Defense Secretary Robert Gates has announced he will not renominate Gen. Peter Pace to be chair of the Joint Chiefs of Staff. When Peter Pace steps down at the end of September, he will become the shortest-serving chair since Gen. Maxwell Taylor in 1964 during the early years of the Vietnam War. Gates predicted a reconfirmation hearing for Pace before Congress would have been contentious.
Robert Gates: “I am no stranger to contentious confirmations, and I do not shrink from them. However, I have decided that at this moment in our history, our men and women in uniform and General Pace himself would not be well served by a divisive ordeal in selecting the next chairman of the Joint Chiefs of Staff.”

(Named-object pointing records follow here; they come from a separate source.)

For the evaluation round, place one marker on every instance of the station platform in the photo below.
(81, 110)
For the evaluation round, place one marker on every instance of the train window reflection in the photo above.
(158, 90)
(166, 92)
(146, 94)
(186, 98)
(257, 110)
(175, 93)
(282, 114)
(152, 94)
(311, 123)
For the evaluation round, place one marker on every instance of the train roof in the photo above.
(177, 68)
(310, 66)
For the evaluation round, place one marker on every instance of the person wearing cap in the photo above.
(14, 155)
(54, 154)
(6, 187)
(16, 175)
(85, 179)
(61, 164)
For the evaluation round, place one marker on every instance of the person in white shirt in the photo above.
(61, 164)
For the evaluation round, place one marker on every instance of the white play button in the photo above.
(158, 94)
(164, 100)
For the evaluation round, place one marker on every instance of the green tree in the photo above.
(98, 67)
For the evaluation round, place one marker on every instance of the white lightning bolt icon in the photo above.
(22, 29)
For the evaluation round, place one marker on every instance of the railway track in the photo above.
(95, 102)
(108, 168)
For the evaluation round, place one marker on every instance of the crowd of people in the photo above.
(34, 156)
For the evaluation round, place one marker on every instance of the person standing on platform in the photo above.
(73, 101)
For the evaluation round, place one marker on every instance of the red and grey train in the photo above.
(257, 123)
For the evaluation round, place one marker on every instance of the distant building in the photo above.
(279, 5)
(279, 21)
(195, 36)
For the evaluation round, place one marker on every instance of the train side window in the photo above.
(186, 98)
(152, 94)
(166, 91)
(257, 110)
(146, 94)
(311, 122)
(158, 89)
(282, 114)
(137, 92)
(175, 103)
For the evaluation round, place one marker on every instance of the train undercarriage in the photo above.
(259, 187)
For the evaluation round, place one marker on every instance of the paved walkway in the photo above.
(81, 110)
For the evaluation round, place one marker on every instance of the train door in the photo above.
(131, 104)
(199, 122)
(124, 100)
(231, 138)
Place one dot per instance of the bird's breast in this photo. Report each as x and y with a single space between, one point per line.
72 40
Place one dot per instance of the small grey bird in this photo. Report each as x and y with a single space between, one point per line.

Robert Gates has nominated Navy Admiral Michael Mullen to be the next chair of the Joint Chiefs of Staff. Mullen has predicted the war on terror will go on for a generation. He said earlier this year: “The enemy now is basically evil and fundamentally hates everything we are — the democratic principles for which we stand … This war is going to go on for a long time. It’s a generational war.” Mullen’s nomination comes as The Washington Post reports the U.S. military is envisioning keeping a force of over 40,000 troops in Iraq for years, if not decades, to come. In recent weeks, Bush administration officials have said the U.S. might maintain a military presence in Iraq like it has in South Korea, where it has kept troops since the end of the Korean War 54 years ago.